10x: Architecture at Clay.io
This is the first post in my new series
10x, where I share my experiences
and how we do things at Clay.io to develop at scale with a small team.
CloudFlare handles all of our DNS, and acts as a distributed caching proxy with some additional DDOS protection features. It also handles SSL.
Amazon EC2 + VPC + NAT server
Almost all of our servers live on Amazon EC2, most are either medium or large instances. We also use Amazon VPC to host some of our servers inside of a private network, inaccessible from the outside world. In order to get into this private network we have a NAT server, which also serves as our VPN endpoint which we use when working with our internal network. (guide, OpenVPN)

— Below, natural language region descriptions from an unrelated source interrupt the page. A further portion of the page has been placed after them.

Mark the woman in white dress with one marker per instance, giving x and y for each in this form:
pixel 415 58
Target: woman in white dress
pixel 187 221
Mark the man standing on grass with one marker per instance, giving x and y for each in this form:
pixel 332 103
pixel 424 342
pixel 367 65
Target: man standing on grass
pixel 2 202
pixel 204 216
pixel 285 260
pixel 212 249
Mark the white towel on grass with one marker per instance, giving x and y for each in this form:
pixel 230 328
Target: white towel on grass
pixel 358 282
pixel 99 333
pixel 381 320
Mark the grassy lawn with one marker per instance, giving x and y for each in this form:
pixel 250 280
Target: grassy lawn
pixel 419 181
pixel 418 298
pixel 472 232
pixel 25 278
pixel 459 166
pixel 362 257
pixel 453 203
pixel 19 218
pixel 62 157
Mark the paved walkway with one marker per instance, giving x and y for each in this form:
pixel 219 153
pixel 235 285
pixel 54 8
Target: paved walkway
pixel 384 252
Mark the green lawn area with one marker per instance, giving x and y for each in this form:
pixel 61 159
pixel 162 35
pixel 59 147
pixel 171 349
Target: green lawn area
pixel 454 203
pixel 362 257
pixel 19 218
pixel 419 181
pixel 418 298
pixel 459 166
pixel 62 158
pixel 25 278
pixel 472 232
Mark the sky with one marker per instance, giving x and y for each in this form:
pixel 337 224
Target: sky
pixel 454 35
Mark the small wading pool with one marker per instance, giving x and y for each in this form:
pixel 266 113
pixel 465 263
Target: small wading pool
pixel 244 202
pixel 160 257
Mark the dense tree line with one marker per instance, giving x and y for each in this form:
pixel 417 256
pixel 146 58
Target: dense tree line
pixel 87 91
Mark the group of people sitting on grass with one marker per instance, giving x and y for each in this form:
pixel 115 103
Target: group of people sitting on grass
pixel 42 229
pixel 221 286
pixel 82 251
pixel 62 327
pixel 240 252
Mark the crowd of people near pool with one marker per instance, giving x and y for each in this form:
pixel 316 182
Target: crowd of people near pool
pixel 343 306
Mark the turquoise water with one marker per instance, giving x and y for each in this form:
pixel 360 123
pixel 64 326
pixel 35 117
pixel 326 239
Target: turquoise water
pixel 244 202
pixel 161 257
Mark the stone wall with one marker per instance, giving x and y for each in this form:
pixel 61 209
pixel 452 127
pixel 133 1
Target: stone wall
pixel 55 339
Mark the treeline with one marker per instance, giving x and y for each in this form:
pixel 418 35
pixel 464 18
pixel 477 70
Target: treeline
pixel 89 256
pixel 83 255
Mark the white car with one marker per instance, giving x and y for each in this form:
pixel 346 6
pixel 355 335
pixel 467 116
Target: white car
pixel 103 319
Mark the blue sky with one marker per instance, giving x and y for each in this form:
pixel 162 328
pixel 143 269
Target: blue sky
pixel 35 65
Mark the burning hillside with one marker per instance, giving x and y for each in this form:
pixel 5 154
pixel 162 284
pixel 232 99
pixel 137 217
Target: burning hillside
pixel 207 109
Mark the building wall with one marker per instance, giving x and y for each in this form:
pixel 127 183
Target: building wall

We use Amazon S3 as our CDN backend, which hosts all of our static content.
We use a separate domain for this:
cdn.wtf for security and performance
reasons (cookie-less domain).
HAProxy is an extremely performant reverse-proxy which we use to route traffic to our different services. This work is non-trivial due to the nature of Clay.io and its platform support concerns (and legacy code support), which I will go into detail in a later article.
We currently have a single HAProxy server on an m3.medium instance, but will upgrade as traffic increases. In addition, we may add Amazon ELB in front to scale horizontally if necessary.
App Server - Docker
Docker is tool to manage Linux containers, which are similar to Virtual Machines except with less overhead (and without some isolation and security guarantees). The key to Docker is that code shipped inside of a container should run the same no matter what the host machine looks like.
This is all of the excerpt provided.